Pistorius setzt auf freiwillige Rekrutierung – Wehrpflicht bleibt ausgeschlossen

Pistorius sieht weiterhin keinen Bedarf an der Einberufung

Pistorius setzt auf freiwillige Rekrutierung – Wehrpflicht bleibt ausgeschlossen

Bundesverteidigungsminister Boris Pistorius hat seine Unterstützung für die freiwillige Rekrutierung von Soldaten bekräftigt. Gleichzeitig schloss er eine Rückkehr zur allgemeinen Wehrpflicht aus und verwies dabei auf praktische Hindernisse. Seine Äußerungen erfolgen vor dem Hintergrund anhaltender Personalengpässe in der Bundeswehr.

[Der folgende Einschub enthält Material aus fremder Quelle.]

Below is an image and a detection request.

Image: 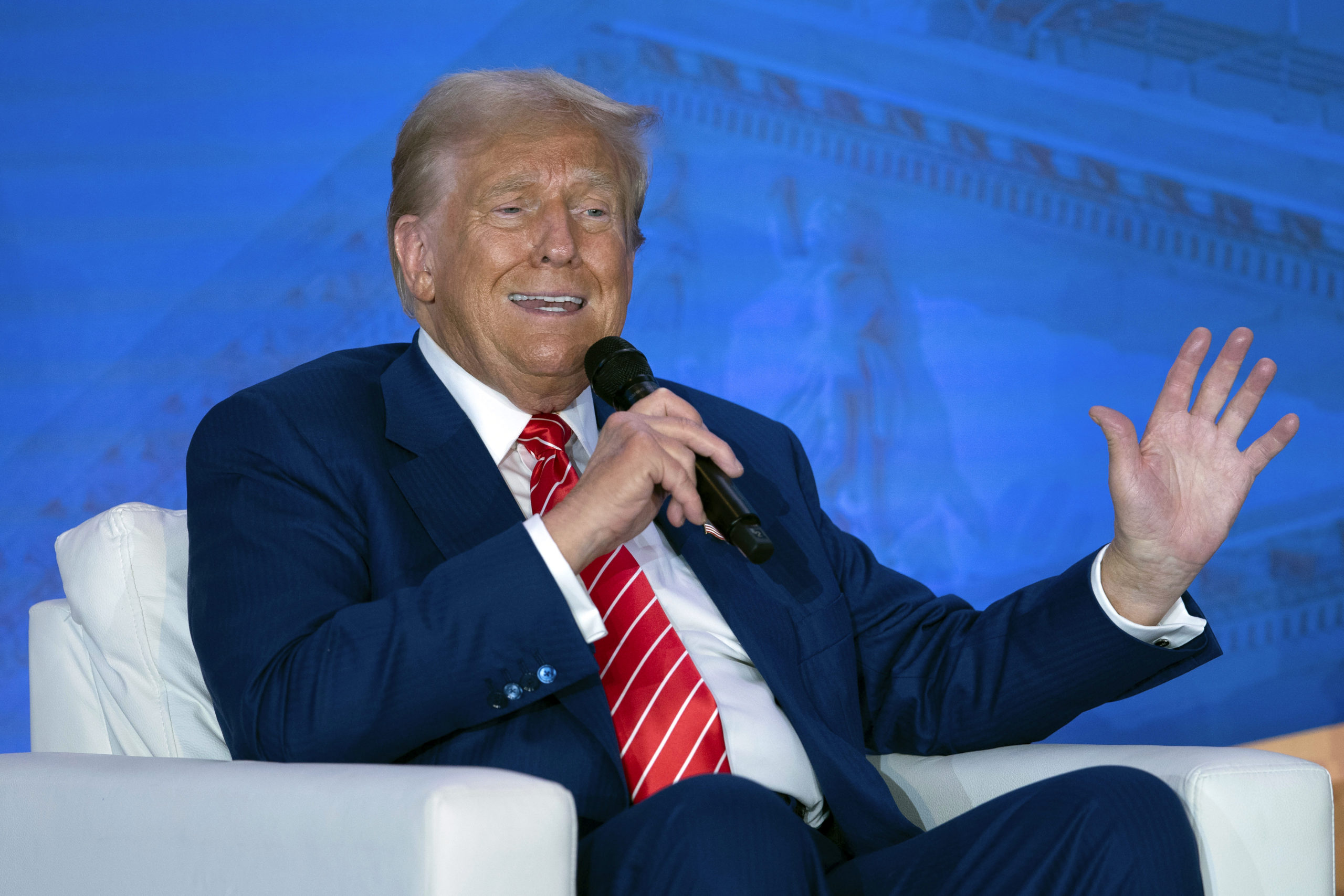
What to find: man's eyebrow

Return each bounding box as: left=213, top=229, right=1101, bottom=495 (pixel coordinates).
left=481, top=168, right=620, bottom=200
left=482, top=175, right=536, bottom=199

Pistorius betonte, dass das Prinzip der Freiwilligkeit auch in absehbarer Zeit die Grundlage für die Truppenrekrutierung bleiben werde. Eine bedarfsgerechte Auswahlmusterung stehe nicht zur Debatte, und eine Wiedereinführung der Wehrpflicht scheitere bereits an fehlendem Ausbildungspersonal und unzureichender Infrastruktur.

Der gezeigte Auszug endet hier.